Première expérience en agence de voyage. Je suis en dernière année de BTS tourisme. Je trouve une agence de voyage qui me prend en stage. Là je me se suis sentie carrément maltraitée. Très mauvaise ambiance : boulot hyper exigeant, pas le temps de souffler, rabaissée tous les jours, pas de relation de confiance avec le maître de stage, taxée d’incompétente, aucune mission adaptée à la formation… au point que mon rapport de stage est jugé nul car je n’ai pas effectué les bonnes activités. Cette expérience a était particulièrement difficile à vivre car c’était la première fois qu’un stage se passait aussi mal pour moi. Dans mes deux précédentes formations j’ai était amenée à faire de nombreuses périodes de stages, et dans toutes j’ai accompli des tâches à la hauteur de mes compétences et en lien avec ma formation, et les différentes structures qui m’ont accueillie en stage étaient satisfaites de mon travail. Mais comme on dit « les mauvaises expériences sont aussi formatrices que les bonnes, voire même plus ».

Rabaissée au quotidien

Ça fait 2 ans que je galère depuis l’obtention de mon BTS juin 2014. Je n’ai pu obtenir que des petits contrats vacataires, des stages ou des missions de 15 jours, principalement dans l’animation. J’ai essayé de partir pour faire les saisons en été, dans l’hôtellerie, mais faute d’« expérience » c’est vraiment difficile de s’insérer dans le milieu du tourisme.
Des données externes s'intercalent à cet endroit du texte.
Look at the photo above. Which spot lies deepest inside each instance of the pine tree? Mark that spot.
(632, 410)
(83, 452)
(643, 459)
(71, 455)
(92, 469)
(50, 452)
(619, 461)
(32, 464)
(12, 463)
En mars 2015, je vais au salon de l’emploi à Montpellier, on me propose une formation, avec possibilité d’emploi à la fin, mais sans intitulé exact : « responsable d’animation en hôtellerie de plein air » (camping). Je commence la formation le 15 à Perpignan dans une école alternative (Studio Camille) qui forme des anim pour les PO. Une structure compliquée, avec plein de partenaires, une rétribution effectuée par indemnités selon tes heures d’emplois… Ça dure de mars à août. J’ai toujours ma carte étudiante puisque en même temps j’ai cours à la fac.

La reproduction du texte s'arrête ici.